Il mercato italiano dei droni – includendo tutte le sue tre dimensioni, cioè il comparto militare, quello civile professionale e quello consumer – ha sviluppato nel 2018 un valore di circa 100 milioni di euro. Protagonista assoluto è il settore militare, che copre più della metà del valore generato. La metà dei progetti civili censiti sono ancora in fase di sperimentazione, anche se gli utilizzi iniziano a interessare tanti settori differenti, dalle utility alla logistica, dall’agricoltura alla sanità. Sono i dati resi noti dall’Osservatorio Droni della School of Management del Politecnico di Milano.

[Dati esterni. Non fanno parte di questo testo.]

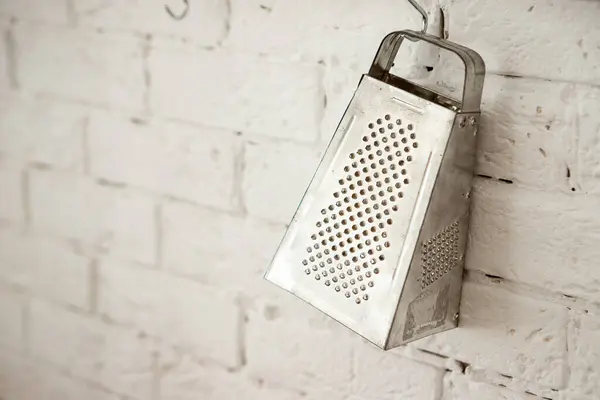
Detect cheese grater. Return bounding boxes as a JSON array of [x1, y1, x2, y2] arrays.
[[265, 30, 485, 350]]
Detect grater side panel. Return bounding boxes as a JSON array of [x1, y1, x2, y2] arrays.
[[387, 114, 479, 348], [266, 76, 455, 347]]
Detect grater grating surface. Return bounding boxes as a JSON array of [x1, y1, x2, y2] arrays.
[[302, 114, 418, 304], [420, 221, 461, 289], [265, 31, 485, 349]]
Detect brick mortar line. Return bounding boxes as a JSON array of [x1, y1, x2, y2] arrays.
[[464, 269, 600, 316]]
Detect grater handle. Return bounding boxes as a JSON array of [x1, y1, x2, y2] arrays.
[[368, 30, 485, 112]]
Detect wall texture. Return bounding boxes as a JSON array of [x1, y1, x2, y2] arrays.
[[0, 0, 600, 400]]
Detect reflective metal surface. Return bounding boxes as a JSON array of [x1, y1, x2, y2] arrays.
[[265, 31, 484, 349]]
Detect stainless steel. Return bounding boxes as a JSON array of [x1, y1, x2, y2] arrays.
[[265, 31, 485, 349]]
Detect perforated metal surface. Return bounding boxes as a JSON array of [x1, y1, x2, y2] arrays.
[[302, 114, 418, 304], [420, 221, 461, 289]]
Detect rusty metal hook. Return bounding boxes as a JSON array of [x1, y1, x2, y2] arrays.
[[165, 0, 190, 21]]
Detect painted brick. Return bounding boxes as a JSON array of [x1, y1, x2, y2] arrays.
[[15, 25, 144, 110], [0, 287, 23, 352], [29, 301, 156, 400], [466, 180, 600, 301], [0, 228, 90, 308], [98, 260, 240, 366], [449, 0, 600, 83], [88, 113, 236, 209], [226, 0, 421, 69], [162, 202, 285, 295], [0, 163, 24, 222], [568, 313, 600, 398], [476, 76, 587, 192], [0, 94, 86, 170], [574, 87, 600, 194], [30, 171, 156, 263], [441, 373, 534, 400], [352, 338, 445, 400], [149, 47, 323, 141], [242, 140, 320, 223], [321, 72, 584, 192], [0, 24, 12, 91], [0, 0, 68, 24], [0, 352, 119, 400], [246, 297, 356, 398], [160, 356, 306, 400], [415, 282, 567, 388], [75, 0, 229, 46]]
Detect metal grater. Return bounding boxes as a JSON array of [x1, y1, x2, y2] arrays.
[[265, 30, 485, 349]]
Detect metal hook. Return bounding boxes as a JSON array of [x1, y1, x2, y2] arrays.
[[408, 0, 429, 34], [165, 0, 189, 21]]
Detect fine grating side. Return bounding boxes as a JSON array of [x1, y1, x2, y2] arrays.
[[302, 114, 418, 304], [420, 221, 461, 289]]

Le aziende italiane che compongono il mercato professionale dei droni, includendo sia produttori di beni sia fornitori di servizi, sono circa 700. Il 55% ha sede nel Nord Italia, innanzitutto in Lombardia. E il 93% del totale è composto da aziende di piccola o piccolissima dimensione, di cui il 77% ha meno di 10 dipendenti.
Mentre secondo Goldman Sachs il mercato mondiale dei droni tra il 2016 e il 2020 ha fatturato circa 100 miliardi di dollari, di cui 70 sono rappresentati dal mercato militare, 17 da quello Consumer e i restanti 13 dal mercato professionale.
Dalla consegna a domicilio alle ispezioni in ambito industriale, dal soccorso al trasporto di persone, sono stati censiti 258 progetti di applicazione industriale di droni a livello mondiale nel 2019, di cui solo il 19% in fase operativa, mentre il 50% sono sperimentazioni.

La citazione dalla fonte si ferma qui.